Dynamically Typed

Autonomous trucks will be the first big self-driving market

Autonomous trucking is where I think self-driving vehicle technology will have its first big impact , much before e.g. the taxi or ride sharing industries. Long-distance highway truck driving — with hubs at city borders where human drivers take over — is a much simpler problem to solve than inner-city taxi driving. Beyond the obvious lower complexity of not having to deal with traffic lights, small streets and pedestrians, a specific highway route between two high-value hubs can also be mapped in high detail much more economically than an ever-changing city center could. And, of course, self-driving trucks won’t have the 11-hour-per-day driving safety limit imposed on human drivers. This all makes for quite an attractive pitch when taken together.

In recent news, Jennifer Smith at the Wall Street Journal reported that startup Ike Robotics has reservations for its first 1,000 heavy-duty autonomous trucks, from “transport operators Ryder System Inc., NFI Industries Inc. and the U.S. supply-chain arm of German logistics giant Deutsche Post AG.”

Tapping into big carriers’ logistics networks and operational expertise means Ike can focus on the technology piece—systems engineering, safety and technical challenges such as computer vision—said Chief Executive Alden Woodrow.

“They are going to help us make sure we build the right product, and we are going to help them prepare to adopt it and be successful,” said Mr. Woodrow, who worked on self-driving trucks at Uber Technologies Inc. before co-founding Ike in 2018.

Unlike rival startups, Ike wants to be a software-as-a-service provider of self-driving tech for existing logistics operators, instead of becoming one themselves. It’ll be interesting to see how well this business model works out when competitors start offering a similar service — the biggest question is how easy or hard it’ll be for an operator to swap one self-driving SaaS out for another. If it’s easy, that’ll make for a very competitive space.
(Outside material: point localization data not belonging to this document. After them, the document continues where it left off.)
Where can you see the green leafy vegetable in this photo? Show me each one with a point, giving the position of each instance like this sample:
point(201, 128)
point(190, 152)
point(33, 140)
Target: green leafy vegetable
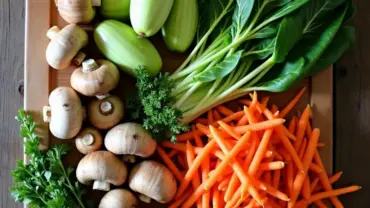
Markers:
point(43, 181)
point(280, 41)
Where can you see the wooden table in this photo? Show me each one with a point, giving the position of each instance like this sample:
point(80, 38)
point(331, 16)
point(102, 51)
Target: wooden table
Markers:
point(352, 103)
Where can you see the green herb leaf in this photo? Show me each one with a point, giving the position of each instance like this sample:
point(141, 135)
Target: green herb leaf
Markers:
point(220, 70)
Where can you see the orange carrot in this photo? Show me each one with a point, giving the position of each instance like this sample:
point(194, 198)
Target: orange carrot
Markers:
point(167, 160)
point(232, 187)
point(179, 201)
point(315, 168)
point(194, 168)
point(263, 125)
point(292, 103)
point(276, 165)
point(306, 190)
point(216, 198)
point(292, 125)
point(276, 178)
point(307, 160)
point(301, 126)
point(222, 186)
point(224, 110)
point(173, 153)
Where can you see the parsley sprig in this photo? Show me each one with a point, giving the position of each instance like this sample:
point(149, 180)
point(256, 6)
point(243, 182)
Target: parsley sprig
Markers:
point(43, 181)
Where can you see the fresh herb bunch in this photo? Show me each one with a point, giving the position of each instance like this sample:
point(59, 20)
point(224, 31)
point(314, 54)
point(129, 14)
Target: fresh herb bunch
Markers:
point(249, 45)
point(43, 181)
point(152, 106)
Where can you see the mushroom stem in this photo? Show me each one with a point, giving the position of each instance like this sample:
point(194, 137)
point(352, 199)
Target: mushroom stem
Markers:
point(89, 65)
point(46, 113)
point(88, 139)
point(52, 32)
point(78, 59)
point(96, 2)
point(144, 198)
point(129, 158)
point(106, 108)
point(101, 185)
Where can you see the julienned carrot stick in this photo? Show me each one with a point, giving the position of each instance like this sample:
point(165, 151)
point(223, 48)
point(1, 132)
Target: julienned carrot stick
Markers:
point(292, 103)
point(176, 172)
point(260, 152)
point(276, 165)
point(229, 130)
point(315, 168)
point(228, 157)
point(306, 189)
point(224, 110)
point(263, 125)
point(232, 187)
point(307, 160)
point(216, 198)
point(301, 127)
point(325, 181)
point(179, 201)
point(194, 167)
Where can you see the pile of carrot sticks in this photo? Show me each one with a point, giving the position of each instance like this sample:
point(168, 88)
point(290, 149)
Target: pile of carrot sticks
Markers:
point(251, 158)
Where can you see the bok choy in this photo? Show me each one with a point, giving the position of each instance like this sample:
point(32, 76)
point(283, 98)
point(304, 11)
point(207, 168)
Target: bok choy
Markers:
point(242, 46)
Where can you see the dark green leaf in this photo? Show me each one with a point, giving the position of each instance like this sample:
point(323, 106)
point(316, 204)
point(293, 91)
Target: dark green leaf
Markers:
point(290, 32)
point(341, 42)
point(220, 70)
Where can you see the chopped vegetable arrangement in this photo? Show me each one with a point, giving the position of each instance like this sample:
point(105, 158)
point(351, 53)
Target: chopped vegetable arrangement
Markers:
point(250, 156)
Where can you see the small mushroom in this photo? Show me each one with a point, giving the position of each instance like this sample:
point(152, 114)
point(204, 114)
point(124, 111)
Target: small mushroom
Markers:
point(77, 11)
point(130, 139)
point(95, 77)
point(105, 113)
point(102, 167)
point(65, 113)
point(152, 181)
point(119, 198)
point(88, 140)
point(65, 45)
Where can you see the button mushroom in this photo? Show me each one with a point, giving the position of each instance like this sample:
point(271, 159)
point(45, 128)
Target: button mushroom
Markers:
point(88, 140)
point(77, 11)
point(102, 167)
point(95, 77)
point(130, 139)
point(153, 181)
point(119, 198)
point(105, 113)
point(65, 113)
point(65, 45)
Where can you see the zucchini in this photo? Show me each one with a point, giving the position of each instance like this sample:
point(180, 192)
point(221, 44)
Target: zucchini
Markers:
point(118, 42)
point(148, 16)
point(181, 26)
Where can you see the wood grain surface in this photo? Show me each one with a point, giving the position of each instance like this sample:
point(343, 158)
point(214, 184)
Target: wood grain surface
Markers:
point(352, 103)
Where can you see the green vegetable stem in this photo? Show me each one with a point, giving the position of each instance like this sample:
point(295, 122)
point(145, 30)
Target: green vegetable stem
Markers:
point(43, 181)
point(242, 46)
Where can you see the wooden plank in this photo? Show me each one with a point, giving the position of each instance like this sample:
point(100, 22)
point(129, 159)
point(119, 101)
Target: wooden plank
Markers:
point(36, 73)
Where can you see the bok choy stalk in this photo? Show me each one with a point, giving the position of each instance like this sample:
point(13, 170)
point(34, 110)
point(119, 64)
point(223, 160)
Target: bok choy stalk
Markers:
point(242, 46)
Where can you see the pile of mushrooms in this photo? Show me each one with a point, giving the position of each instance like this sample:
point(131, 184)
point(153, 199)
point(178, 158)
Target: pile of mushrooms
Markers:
point(102, 165)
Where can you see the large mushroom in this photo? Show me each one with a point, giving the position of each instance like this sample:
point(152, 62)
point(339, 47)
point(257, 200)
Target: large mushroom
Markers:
point(95, 78)
point(77, 11)
point(89, 140)
point(130, 139)
point(119, 198)
point(64, 47)
point(102, 168)
point(105, 113)
point(64, 113)
point(152, 181)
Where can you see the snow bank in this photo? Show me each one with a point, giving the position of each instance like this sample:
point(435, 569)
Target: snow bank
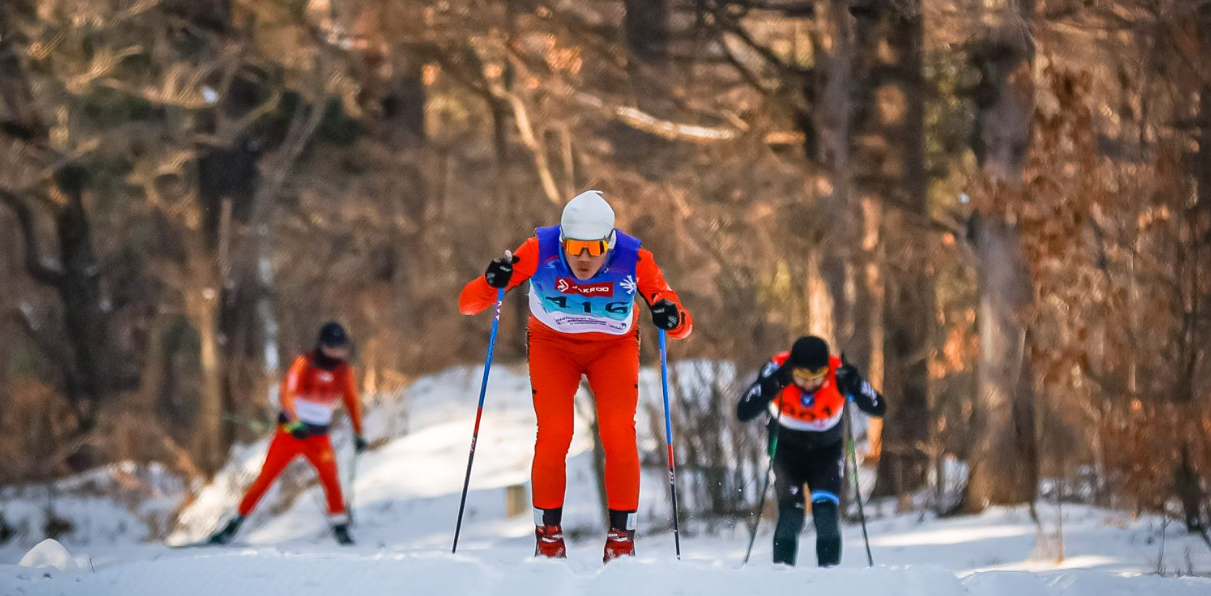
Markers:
point(115, 504)
point(51, 554)
point(258, 572)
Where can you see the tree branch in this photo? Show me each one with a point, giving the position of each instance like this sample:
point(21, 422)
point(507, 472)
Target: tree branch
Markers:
point(35, 267)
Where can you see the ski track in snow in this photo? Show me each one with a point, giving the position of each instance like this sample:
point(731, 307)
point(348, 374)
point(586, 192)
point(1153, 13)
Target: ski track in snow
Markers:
point(407, 499)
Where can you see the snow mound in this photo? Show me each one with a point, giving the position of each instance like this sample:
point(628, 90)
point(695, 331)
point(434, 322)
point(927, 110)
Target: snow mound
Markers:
point(51, 554)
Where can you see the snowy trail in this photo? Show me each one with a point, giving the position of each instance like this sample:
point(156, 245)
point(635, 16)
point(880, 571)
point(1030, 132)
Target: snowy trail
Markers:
point(407, 499)
point(257, 572)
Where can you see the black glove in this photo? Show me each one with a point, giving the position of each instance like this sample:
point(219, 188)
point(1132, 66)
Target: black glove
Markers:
point(500, 270)
point(773, 380)
point(297, 429)
point(665, 315)
point(849, 379)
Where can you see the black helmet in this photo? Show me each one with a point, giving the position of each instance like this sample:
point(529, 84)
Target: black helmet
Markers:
point(809, 351)
point(333, 334)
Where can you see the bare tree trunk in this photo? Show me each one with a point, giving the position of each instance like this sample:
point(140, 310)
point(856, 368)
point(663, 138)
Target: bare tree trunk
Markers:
point(1004, 459)
point(837, 261)
point(889, 143)
point(1004, 454)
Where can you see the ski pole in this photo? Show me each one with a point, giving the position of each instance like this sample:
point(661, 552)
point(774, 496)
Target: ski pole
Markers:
point(669, 439)
point(761, 503)
point(478, 416)
point(857, 488)
point(349, 491)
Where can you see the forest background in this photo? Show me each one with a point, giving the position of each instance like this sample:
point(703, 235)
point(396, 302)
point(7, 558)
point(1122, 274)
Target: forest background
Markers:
point(1000, 210)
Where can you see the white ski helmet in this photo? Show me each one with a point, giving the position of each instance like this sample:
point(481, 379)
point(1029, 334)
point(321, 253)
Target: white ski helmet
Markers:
point(587, 217)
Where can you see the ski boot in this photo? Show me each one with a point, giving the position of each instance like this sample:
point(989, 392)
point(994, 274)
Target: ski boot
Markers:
point(619, 543)
point(549, 542)
point(340, 531)
point(228, 532)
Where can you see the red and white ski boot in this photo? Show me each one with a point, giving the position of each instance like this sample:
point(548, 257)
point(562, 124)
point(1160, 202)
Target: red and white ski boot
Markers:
point(549, 542)
point(619, 543)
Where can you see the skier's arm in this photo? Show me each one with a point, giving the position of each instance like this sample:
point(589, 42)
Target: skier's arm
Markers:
point(654, 288)
point(755, 400)
point(477, 294)
point(291, 387)
point(860, 391)
point(353, 402)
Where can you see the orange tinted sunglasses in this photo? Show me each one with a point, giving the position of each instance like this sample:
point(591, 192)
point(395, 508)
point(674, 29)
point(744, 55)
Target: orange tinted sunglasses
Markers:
point(595, 247)
point(807, 376)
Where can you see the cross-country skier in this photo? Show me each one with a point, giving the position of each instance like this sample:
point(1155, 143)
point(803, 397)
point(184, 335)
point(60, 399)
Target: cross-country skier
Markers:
point(584, 278)
point(809, 387)
point(313, 388)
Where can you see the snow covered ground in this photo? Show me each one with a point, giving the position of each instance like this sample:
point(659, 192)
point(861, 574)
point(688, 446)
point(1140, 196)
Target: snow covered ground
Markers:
point(406, 500)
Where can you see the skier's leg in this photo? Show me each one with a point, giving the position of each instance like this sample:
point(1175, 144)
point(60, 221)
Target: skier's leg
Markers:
point(554, 380)
point(614, 376)
point(322, 457)
point(282, 448)
point(788, 491)
point(826, 465)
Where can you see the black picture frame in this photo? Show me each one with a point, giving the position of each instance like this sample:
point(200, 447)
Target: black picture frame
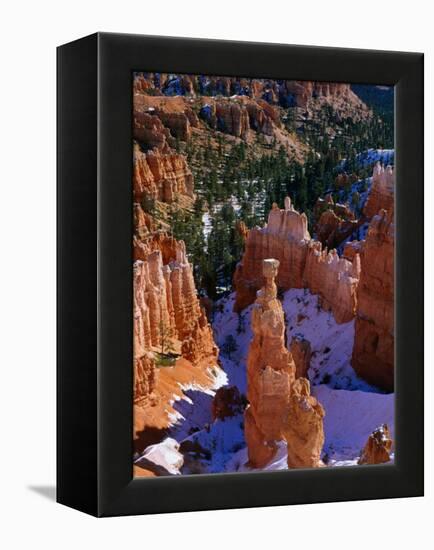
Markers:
point(94, 385)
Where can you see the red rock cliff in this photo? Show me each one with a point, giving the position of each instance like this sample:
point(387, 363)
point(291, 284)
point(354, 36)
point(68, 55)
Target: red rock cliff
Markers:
point(279, 407)
point(303, 264)
point(161, 176)
point(381, 195)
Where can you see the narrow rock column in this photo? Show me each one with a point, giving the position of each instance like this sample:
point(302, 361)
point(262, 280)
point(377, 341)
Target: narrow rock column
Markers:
point(270, 372)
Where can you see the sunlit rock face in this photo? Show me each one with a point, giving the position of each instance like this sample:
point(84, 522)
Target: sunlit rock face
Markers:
point(378, 447)
point(161, 176)
point(301, 353)
point(284, 238)
point(279, 406)
point(303, 430)
point(334, 279)
point(381, 195)
point(303, 264)
point(373, 352)
point(165, 300)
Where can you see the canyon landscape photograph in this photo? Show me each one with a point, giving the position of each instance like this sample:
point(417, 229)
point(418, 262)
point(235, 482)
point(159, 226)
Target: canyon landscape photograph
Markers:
point(263, 265)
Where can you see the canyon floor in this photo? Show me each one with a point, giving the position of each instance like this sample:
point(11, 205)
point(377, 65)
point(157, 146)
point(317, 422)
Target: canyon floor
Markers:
point(353, 408)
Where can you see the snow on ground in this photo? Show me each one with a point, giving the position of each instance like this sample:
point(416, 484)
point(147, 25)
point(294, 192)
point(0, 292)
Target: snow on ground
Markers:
point(350, 417)
point(165, 454)
point(353, 407)
point(370, 157)
point(193, 410)
point(331, 343)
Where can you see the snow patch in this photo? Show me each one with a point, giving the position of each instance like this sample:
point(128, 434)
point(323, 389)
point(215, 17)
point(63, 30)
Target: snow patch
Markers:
point(350, 418)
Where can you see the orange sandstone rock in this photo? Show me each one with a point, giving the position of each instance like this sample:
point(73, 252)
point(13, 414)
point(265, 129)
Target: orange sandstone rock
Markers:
point(303, 264)
point(373, 352)
point(303, 431)
point(301, 353)
point(378, 447)
point(285, 238)
point(270, 372)
point(334, 279)
point(381, 195)
point(161, 176)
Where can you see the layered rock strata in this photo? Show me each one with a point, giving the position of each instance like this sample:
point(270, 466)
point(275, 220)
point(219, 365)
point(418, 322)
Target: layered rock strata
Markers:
point(304, 430)
point(161, 176)
point(378, 447)
point(303, 264)
point(166, 307)
point(373, 352)
point(382, 193)
point(301, 352)
point(286, 93)
point(278, 407)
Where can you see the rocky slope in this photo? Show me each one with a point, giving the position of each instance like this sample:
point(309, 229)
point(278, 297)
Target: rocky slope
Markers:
point(373, 354)
point(285, 93)
point(280, 407)
point(303, 264)
point(378, 447)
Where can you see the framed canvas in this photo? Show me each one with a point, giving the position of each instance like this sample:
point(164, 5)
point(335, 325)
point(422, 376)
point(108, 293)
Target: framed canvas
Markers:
point(240, 274)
(On the disruption side: there are nearly 3 million truck drivers in the United States alone, so widespread automation here can be quite impactful. Until today, I thought trucking was the biggest profession in most US states because of this 2015 NPR article, but apparently that was based on wrongly interpreted statistics; the most common job is in retail — no surprise there. Nonetheless, trucking is currently a major profession. A decade from now it may no longer be.)